I work mostly with Haskell now, so the utility of calling Haskell from
Ruby is not very high. If you're interested in maintaining it, drop me
a line - it should actually be a lot easier to operationalise it now,
given cabal sandboxes, but I don't have the time.

## Description

Hubris is a bridge between Ruby and Haskell, between love and bondage,
between slothful indolence and raw, blazing speed. Hubris will wash
your car, lie to your boss, and salvage your love life. If you are
very, very lucky, it might also let you get some functional goodness
into your ruby programs through the back door.

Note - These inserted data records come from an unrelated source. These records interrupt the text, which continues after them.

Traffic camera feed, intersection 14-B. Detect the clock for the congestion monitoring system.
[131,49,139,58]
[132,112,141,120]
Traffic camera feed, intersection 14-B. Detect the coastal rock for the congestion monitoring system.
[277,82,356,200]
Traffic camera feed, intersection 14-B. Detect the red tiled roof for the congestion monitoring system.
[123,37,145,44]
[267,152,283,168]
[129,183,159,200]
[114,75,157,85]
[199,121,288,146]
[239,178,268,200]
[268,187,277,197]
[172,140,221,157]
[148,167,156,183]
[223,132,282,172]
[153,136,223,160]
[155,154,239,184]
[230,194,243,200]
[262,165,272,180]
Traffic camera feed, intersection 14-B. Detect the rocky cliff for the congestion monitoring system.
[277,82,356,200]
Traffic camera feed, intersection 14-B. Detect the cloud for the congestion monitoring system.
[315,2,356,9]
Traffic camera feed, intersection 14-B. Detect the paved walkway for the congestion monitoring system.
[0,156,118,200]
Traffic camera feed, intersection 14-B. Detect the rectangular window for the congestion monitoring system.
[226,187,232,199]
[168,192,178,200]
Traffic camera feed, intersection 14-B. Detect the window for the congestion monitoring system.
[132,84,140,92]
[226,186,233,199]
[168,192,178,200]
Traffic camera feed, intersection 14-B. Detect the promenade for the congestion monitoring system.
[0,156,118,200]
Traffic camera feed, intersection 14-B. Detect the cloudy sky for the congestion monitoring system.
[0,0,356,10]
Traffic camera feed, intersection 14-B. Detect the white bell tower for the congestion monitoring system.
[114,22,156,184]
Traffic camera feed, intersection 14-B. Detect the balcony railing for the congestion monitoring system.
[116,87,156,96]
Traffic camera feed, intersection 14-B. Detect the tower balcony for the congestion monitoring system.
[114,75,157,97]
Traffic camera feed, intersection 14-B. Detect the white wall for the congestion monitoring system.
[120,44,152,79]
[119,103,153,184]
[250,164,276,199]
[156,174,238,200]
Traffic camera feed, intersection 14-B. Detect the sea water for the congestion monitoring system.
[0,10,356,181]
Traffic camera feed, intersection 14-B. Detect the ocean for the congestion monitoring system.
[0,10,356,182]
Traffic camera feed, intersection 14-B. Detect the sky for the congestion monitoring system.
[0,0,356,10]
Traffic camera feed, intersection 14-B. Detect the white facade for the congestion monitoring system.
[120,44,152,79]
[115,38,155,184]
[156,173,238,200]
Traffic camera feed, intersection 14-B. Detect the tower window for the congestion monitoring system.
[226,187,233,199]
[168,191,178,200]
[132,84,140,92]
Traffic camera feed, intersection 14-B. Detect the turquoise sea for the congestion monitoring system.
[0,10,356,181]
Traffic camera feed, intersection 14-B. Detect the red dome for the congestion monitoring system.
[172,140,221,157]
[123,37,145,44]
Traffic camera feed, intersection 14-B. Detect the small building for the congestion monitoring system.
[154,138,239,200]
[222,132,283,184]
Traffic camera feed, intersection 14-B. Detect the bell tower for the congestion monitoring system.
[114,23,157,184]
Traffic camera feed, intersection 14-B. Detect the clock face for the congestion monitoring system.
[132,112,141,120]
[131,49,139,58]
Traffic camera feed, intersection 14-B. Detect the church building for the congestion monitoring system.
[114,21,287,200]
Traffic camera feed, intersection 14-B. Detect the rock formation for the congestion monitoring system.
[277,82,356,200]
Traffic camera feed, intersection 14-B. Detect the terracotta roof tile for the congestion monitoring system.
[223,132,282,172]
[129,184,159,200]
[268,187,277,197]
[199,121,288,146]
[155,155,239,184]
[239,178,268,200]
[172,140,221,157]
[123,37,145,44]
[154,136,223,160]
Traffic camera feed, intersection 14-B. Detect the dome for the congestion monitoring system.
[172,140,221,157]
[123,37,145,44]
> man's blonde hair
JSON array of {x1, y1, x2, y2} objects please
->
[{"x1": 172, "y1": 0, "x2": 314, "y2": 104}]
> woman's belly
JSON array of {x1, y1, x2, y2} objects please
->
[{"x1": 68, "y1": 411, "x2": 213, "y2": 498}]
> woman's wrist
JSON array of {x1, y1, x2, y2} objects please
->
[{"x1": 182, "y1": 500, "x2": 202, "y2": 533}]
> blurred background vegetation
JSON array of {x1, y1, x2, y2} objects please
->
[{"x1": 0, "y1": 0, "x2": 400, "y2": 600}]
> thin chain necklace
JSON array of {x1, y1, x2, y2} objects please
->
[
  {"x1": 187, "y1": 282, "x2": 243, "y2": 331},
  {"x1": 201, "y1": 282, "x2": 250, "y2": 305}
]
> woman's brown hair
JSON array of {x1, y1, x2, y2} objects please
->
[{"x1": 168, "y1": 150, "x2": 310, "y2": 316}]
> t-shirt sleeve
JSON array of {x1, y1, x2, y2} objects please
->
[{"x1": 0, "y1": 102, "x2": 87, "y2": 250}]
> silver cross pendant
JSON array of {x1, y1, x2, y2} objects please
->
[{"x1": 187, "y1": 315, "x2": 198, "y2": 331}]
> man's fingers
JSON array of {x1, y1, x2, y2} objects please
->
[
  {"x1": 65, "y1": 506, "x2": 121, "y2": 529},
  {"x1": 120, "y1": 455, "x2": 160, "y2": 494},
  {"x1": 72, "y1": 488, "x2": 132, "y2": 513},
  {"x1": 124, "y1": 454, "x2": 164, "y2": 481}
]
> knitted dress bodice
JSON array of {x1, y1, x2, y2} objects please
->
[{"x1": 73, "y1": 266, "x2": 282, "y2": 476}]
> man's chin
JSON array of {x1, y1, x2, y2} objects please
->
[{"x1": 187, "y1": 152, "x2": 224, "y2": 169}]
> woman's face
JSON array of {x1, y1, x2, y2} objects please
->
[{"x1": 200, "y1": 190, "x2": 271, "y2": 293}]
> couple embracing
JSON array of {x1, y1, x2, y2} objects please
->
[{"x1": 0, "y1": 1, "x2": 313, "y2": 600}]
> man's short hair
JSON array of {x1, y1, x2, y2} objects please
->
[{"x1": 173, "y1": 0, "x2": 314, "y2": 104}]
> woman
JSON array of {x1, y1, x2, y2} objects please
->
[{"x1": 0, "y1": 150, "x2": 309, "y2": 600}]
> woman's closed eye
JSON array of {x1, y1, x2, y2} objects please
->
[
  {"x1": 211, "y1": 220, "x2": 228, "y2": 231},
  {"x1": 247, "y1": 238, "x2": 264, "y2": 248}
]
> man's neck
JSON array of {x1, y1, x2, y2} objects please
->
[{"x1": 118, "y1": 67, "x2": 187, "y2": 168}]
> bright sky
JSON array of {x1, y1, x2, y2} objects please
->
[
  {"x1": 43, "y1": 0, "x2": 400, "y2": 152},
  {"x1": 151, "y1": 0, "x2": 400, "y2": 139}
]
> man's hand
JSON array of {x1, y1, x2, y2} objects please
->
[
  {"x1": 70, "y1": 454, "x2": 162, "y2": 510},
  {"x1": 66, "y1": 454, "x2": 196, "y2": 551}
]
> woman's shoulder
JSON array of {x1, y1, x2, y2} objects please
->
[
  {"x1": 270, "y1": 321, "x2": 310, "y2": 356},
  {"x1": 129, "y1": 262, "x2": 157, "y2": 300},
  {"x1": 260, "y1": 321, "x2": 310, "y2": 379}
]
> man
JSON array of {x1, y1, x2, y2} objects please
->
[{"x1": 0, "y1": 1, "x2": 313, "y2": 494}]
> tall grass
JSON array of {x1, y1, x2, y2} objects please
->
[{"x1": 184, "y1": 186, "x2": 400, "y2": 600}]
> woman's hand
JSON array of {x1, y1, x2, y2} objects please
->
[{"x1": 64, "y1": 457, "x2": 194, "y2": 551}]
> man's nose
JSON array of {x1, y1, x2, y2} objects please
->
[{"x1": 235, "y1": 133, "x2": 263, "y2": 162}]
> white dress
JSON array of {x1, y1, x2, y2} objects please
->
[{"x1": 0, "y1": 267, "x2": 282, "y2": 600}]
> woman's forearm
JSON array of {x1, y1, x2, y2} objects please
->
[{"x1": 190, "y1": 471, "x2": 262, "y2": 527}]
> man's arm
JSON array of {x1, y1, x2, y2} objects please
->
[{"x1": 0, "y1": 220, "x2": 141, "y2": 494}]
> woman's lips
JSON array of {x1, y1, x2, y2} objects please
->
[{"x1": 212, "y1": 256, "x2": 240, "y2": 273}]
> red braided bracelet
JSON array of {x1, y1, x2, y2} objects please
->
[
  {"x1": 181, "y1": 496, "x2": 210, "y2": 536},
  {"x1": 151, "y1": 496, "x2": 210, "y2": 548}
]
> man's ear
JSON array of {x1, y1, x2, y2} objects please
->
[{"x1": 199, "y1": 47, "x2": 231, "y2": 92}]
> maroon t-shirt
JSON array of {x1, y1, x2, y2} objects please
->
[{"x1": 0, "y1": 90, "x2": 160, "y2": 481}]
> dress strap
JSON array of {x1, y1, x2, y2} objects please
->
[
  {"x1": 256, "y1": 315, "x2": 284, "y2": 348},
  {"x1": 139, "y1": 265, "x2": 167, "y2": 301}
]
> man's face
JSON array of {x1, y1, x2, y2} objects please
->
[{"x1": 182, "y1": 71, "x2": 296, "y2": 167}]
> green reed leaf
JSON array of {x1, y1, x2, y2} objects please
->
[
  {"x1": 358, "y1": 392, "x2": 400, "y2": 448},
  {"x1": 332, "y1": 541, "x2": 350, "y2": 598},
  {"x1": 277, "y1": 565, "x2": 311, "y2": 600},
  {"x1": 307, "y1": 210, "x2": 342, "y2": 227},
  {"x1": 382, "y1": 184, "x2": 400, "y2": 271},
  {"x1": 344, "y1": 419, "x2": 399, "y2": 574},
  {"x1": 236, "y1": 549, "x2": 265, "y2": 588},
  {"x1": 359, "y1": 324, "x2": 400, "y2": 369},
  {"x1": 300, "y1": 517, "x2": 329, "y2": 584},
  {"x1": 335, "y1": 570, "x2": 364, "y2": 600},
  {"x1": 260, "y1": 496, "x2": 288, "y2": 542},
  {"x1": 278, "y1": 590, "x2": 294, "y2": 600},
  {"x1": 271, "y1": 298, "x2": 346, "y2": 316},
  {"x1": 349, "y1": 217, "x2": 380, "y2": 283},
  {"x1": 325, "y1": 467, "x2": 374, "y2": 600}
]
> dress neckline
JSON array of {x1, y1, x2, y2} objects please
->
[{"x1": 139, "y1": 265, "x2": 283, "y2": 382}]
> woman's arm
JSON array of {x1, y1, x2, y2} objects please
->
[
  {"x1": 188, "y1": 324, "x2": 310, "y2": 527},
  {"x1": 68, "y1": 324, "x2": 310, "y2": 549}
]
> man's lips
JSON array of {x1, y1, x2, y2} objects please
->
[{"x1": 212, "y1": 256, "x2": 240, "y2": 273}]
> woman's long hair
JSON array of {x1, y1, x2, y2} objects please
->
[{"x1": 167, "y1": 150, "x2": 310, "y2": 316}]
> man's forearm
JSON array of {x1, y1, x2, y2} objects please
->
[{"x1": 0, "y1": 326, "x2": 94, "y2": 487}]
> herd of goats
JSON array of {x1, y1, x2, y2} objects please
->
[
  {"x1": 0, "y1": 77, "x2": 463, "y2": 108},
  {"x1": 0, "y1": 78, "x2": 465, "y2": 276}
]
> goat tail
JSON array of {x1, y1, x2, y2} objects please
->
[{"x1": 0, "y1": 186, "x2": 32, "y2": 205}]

I probably don't have to say this, but patches are very much
welcome. If you have trouble installing it, tell me, and help me
improve the docs.

## Synopsis

The best docs, as ever, are in the tests, but as a quick precis, you
can use it a little like this:

```ruby
require 'hubris' # best line ever

class Target
hubris :inline =>"triple::Int->Int; triple n = 3*n"
end

t = Target.new
puts t.triple(10) #=> 30
```

There are a few restrictions. All functions take one argument and
return one value: this shouldn't be a major problem because you can
pass arrays of arguments in if you need more. Hubris can currently
handle numbers, strings, basic types (like nil, true and false),
arrays and hashes. There will probably be some Ruby structures
(modules, regular expressions, etc) that won't ever be handled
natively unless someone can convince me it's a sensible thing to do.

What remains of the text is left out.